April 23, 2020


I have just spent a not-so-happy hour re-uploading pictures to various posts after either Google or Blogger threw a wobbly and decided not to display them.  Grrrr…..  The good thing about this is that in searching for the original photos I stumbled across a picture or two that were meant for other posts and were forgotten.  This one of those posts, better late than never.
Now I realise that baked camembert is hardly a radically new idea and that the whole world and their grandmothers have been baking the stuff for decades.  I/we never had - until we received this delightful little pot from Nick's sister as a Christmas present.  I think that one of the reasons I/we had not baked Camembert before, apart from not having the right pot, is that we felt it was essentially "bad for us". 
Of course I also realise that you don't need a special pot to bake a Camembert.  Other people have served it to us baked in its own little wooden box topped with tinfoil or in other everyday pots lined with tinfoil.  So it wasn't not having the pot that deterred us in the past -  it was the thought of all that yummy, gooey baked cheese - far too delicious to be good for us! 
However, the pot was irresistible and came with a couple of tempting recipes so we threw caution (and our diets) to the wind and had a go.
We served it the last time we had a guest round for dinner (which seems an awfully long time ago now) and even with the best will in the world the three of us could not eat our way through a whole Camembert so there was a good half of it left over.  That's when I discovered that it's also delicious when cold and re-solidified.  I dare say that's no surprise to most people either!  We had chunks of it in salads or stirred into in a dish of potatoes. (Also just stolen from the fridge when nobody was looking for no other reason than because we could.)  The last bit of it went into a quiche. 
1 normal sized Camembert (the one that's about 10cm or 4" dia)
1 clove of garlic, peeled and sliced
1 tblsp Vermouth (or dry white wine)
1 tsp of fresh thyme leaves (or sprigs of rosemary)
Preheat the oven to 200C / 180 fan / gas mk 6.
Unwrap the Camembert and place it in the baking pot.  Make small slashes in the top and push a slice of garlic into each hole.  Pour the Vermouth over and sprinkle with the thyme.
Put the lid on the pot and bake for 20 minutes or until molten.  Serve hot with French bread, or breadsticks. 
Serves at least 4 people.


  1. Having a special pot for baking Camembert - that's what I call living well.
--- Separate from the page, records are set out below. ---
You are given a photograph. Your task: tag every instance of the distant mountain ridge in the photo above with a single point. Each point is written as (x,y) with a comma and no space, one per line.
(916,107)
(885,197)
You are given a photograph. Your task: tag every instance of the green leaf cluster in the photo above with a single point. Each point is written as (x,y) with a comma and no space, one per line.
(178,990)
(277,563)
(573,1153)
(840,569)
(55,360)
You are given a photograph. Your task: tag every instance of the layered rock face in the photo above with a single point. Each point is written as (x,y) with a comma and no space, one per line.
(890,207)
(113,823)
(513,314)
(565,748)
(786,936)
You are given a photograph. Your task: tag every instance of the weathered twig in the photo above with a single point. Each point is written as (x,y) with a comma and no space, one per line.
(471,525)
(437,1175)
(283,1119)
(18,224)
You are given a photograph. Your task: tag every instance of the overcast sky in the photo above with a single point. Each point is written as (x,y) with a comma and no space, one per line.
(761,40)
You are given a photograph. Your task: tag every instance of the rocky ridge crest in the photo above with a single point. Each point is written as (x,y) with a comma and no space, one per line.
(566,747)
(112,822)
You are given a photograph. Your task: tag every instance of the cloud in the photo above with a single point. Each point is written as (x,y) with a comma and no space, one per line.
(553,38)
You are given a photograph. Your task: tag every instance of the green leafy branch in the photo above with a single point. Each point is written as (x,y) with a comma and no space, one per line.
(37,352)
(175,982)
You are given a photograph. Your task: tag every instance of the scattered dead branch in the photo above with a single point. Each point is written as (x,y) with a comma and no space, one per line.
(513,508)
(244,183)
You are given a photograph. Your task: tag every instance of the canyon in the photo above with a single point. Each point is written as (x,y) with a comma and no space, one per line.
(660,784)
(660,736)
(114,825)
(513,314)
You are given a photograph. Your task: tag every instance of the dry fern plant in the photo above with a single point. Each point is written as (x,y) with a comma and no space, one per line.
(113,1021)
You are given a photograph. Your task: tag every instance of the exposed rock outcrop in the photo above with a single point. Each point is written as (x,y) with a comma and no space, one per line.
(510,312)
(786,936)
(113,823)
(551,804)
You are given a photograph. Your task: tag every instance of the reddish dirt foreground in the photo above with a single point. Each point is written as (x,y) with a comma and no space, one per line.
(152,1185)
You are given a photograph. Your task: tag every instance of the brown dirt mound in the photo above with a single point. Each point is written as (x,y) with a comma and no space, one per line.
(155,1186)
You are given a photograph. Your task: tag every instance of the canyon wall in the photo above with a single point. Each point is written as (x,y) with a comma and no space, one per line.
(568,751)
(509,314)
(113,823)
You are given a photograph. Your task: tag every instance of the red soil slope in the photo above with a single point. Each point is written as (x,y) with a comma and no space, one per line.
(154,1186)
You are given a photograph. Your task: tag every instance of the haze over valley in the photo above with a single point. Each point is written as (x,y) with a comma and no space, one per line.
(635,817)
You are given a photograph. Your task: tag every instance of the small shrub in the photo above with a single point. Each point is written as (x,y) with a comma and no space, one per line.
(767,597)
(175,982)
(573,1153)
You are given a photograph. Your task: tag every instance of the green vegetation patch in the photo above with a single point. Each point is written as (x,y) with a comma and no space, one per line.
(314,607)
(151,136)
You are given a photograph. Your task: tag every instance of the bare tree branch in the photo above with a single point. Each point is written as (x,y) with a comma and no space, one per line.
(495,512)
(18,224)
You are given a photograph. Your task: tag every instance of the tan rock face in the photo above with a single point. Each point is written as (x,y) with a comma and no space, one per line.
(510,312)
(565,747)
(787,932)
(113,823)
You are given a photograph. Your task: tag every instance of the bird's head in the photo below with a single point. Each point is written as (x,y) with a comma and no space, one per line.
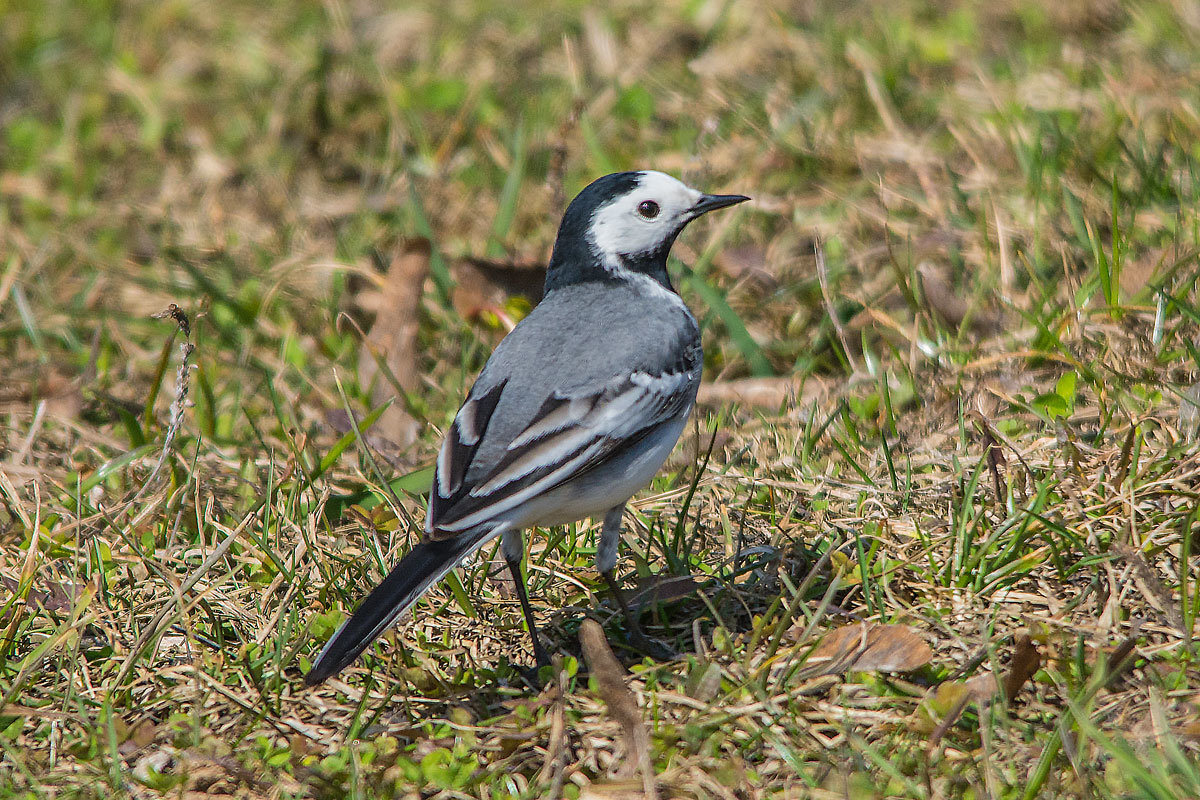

Let's face it, it's not really all that good for you but it's seriously delicious and seriously delicious is just what we need right now. (Point of information, though, my grandmother never baked a Camembert. Or anything else, come to think of it).

    1. Phil, my grandmother almost certainly had never heard of Camembert. She was born in 1900 so I was thinking of younger grandmothers, probably about my age. Sad but true.